Before wide-scale deployment of the Algorand-based IoMT security framework, solutions would be required to handle multiple practical implementation obstacles. The integration difficulties stem from the absence of standardized APIs for blockchain-enabled IoMT devices, so healthcare facilities need middleware solutions to enable system compatibility. The main challenge in current scenarios involves the interoperability of electronic health record systems because most healthcare facilities maintain centralized data architecture systems that do not integrate efficiently with decentralized storage models. The implementation of health data management based on blockchain requires full compliance with HIPAA and GDPR regulatory standards to be used properly, both legally and ethically. The same challenge exists for scalability because IoMT applications produce big volumes of immediate sensor data that need effective blockchain transaction management.

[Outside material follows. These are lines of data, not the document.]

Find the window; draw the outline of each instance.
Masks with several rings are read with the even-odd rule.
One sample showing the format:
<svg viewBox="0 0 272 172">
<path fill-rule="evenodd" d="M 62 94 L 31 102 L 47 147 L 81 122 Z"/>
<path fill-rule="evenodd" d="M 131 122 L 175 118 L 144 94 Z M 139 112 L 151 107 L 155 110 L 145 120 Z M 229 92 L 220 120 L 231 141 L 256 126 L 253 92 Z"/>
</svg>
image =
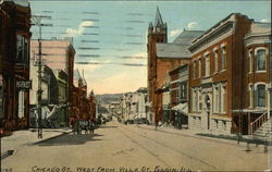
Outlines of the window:
<svg viewBox="0 0 272 172">
<path fill-rule="evenodd" d="M 265 70 L 265 50 L 257 50 L 257 71 Z"/>
<path fill-rule="evenodd" d="M 249 107 L 252 108 L 254 107 L 254 86 L 249 85 Z"/>
<path fill-rule="evenodd" d="M 0 119 L 4 118 L 4 97 L 3 97 L 3 84 L 2 76 L 0 75 Z"/>
<path fill-rule="evenodd" d="M 198 60 L 198 77 L 201 78 L 201 59 Z"/>
<path fill-rule="evenodd" d="M 257 85 L 257 107 L 265 107 L 265 85 Z"/>
<path fill-rule="evenodd" d="M 219 52 L 218 50 L 214 50 L 214 73 L 217 73 L 219 70 Z"/>
<path fill-rule="evenodd" d="M 181 83 L 181 100 L 187 100 L 187 83 Z"/>
<path fill-rule="evenodd" d="M 197 73 L 197 63 L 194 61 L 194 66 L 193 66 L 193 78 L 196 78 L 196 73 Z"/>
<path fill-rule="evenodd" d="M 198 99 L 197 90 L 193 89 L 193 111 L 194 112 L 197 111 L 197 99 Z"/>
<path fill-rule="evenodd" d="M 202 110 L 202 94 L 198 90 L 198 111 Z"/>
<path fill-rule="evenodd" d="M 219 101 L 220 101 L 220 95 L 219 95 L 219 87 L 218 86 L 215 86 L 214 87 L 214 101 L 213 101 L 213 110 L 214 110 L 214 112 L 215 113 L 219 113 Z"/>
<path fill-rule="evenodd" d="M 248 52 L 249 73 L 251 73 L 254 71 L 254 69 L 252 69 L 252 62 L 254 61 L 252 60 L 254 60 L 252 50 L 249 50 L 249 52 Z"/>
<path fill-rule="evenodd" d="M 226 69 L 226 49 L 225 47 L 221 48 L 221 70 Z"/>
<path fill-rule="evenodd" d="M 223 121 L 223 130 L 226 131 L 226 122 Z"/>
<path fill-rule="evenodd" d="M 206 64 L 205 64 L 205 76 L 209 76 L 210 75 L 210 56 L 206 56 L 205 58 L 206 60 Z"/>
<path fill-rule="evenodd" d="M 221 113 L 224 113 L 226 111 L 226 86 L 222 85 L 221 86 L 221 91 L 220 91 L 220 110 Z"/>
<path fill-rule="evenodd" d="M 24 91 L 18 91 L 18 118 L 23 118 L 25 112 L 25 95 Z"/>
</svg>

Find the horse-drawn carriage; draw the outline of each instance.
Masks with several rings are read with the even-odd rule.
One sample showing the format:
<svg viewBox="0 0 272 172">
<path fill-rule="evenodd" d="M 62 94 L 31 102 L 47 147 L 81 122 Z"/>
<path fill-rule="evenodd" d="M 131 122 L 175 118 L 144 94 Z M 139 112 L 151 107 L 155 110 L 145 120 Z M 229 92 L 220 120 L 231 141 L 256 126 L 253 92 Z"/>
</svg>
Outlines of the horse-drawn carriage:
<svg viewBox="0 0 272 172">
<path fill-rule="evenodd" d="M 94 134 L 95 132 L 95 124 L 94 122 L 86 121 L 86 120 L 76 120 L 72 124 L 72 128 L 74 134 L 82 134 L 85 131 L 85 134 Z"/>
</svg>

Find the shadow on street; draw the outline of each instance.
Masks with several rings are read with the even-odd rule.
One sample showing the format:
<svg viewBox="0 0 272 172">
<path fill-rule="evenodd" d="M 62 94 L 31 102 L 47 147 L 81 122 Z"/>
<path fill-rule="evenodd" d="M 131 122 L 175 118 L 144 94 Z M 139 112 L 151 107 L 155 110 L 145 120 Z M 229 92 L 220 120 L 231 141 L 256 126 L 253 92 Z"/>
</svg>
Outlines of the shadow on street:
<svg viewBox="0 0 272 172">
<path fill-rule="evenodd" d="M 108 125 L 99 126 L 99 128 L 112 128 L 112 127 L 118 127 L 118 126 L 108 126 Z"/>
<path fill-rule="evenodd" d="M 61 135 L 55 138 L 47 139 L 45 142 L 36 143 L 34 145 L 38 146 L 64 146 L 64 145 L 83 145 L 88 142 L 97 142 L 102 139 L 97 139 L 100 137 L 99 134 L 66 134 Z"/>
</svg>

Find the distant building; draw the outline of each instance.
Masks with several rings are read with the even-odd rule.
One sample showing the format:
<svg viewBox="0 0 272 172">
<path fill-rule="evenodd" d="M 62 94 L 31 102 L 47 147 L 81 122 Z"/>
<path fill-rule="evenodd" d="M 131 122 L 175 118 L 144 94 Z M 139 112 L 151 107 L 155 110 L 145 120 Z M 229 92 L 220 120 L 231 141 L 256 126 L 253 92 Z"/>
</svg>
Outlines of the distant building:
<svg viewBox="0 0 272 172">
<path fill-rule="evenodd" d="M 39 57 L 39 42 L 30 41 L 30 60 L 36 61 Z M 53 71 L 62 70 L 67 74 L 69 103 L 72 103 L 74 81 L 74 56 L 75 50 L 69 39 L 41 40 L 42 64 Z"/>
<path fill-rule="evenodd" d="M 30 7 L 0 1 L 0 134 L 28 127 Z"/>
<path fill-rule="evenodd" d="M 67 74 L 62 70 L 53 72 L 58 83 L 58 110 L 49 116 L 57 127 L 69 126 L 69 84 Z"/>
<path fill-rule="evenodd" d="M 191 40 L 201 30 L 183 30 L 177 38 L 168 44 L 168 26 L 163 23 L 159 9 L 153 23 L 148 27 L 148 101 L 153 123 L 162 120 L 162 91 L 168 73 L 175 67 L 189 63 Z"/>
<path fill-rule="evenodd" d="M 177 127 L 188 125 L 188 64 L 181 65 L 169 72 L 171 122 Z"/>
<path fill-rule="evenodd" d="M 151 119 L 147 115 L 147 88 L 139 88 L 135 93 L 126 93 L 123 95 L 120 108 L 121 119 L 134 120 L 134 119 L 147 119 L 151 122 Z"/>
<path fill-rule="evenodd" d="M 33 83 L 33 87 L 30 89 L 30 101 L 29 101 L 29 120 L 30 120 L 30 126 L 35 127 L 37 126 L 37 105 L 38 105 L 38 66 L 37 61 L 30 61 L 30 81 Z M 57 109 L 54 109 L 54 106 L 58 106 L 58 81 L 53 74 L 53 71 L 48 67 L 47 65 L 44 65 L 41 67 L 41 118 L 42 118 L 42 124 L 46 127 L 48 123 L 46 122 L 47 119 L 52 115 Z"/>
<path fill-rule="evenodd" d="M 193 41 L 189 128 L 248 134 L 267 111 L 269 33 L 271 26 L 232 13 Z M 250 118 L 245 108 L 258 111 Z"/>
<path fill-rule="evenodd" d="M 70 123 L 75 120 L 96 119 L 97 102 L 94 90 L 87 97 L 87 82 L 78 70 L 74 71 L 72 102 L 70 105 Z"/>
</svg>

The suggested framework establishes a solid basis of IoMT data security, but numerous research opportunities are available to enhance its stability and flexibility further. Newer threats, especially due to quantum computing, will demand stronger cryptographic tools. It would be future work to incorporate post-quantum cryptography algorithms, e.g., lattice-based encryption, to achieve forward secrecy against quantum attacks. As a next step, cross-chain communication protocols can be considered as a way to enable interoperability between heterogeneous blockchain networks (e.g., Hyperledger, Ethereum-based EHR systems). Also, the creation of standard APIs and middleware to integrate in real-time with hospital EHR systems will fill interoperability gaps between legacy systems and decentralized technologies. At the edge layer, fog/edge computing nodes, including blockchain agents in their hardware, can be used to minimize latency and to offload computation overhead off the central servers. This would be particularly useful to resource-limited IoMT devices in far-healthcare facilities. Lastly, it is possible to extend the framework to machine learning and AI models operating over access patterns to identify anomalies in real time and perform predictive threat detection. Such intelligent agents had an ability to automatically scale encryption levels, insider threat detection, and automatic response to intrusions. The following future directions will transform the framework into a fully adaptive, intelligent, and regulation-compliant security infrastructure for the next generation of healthcare systems.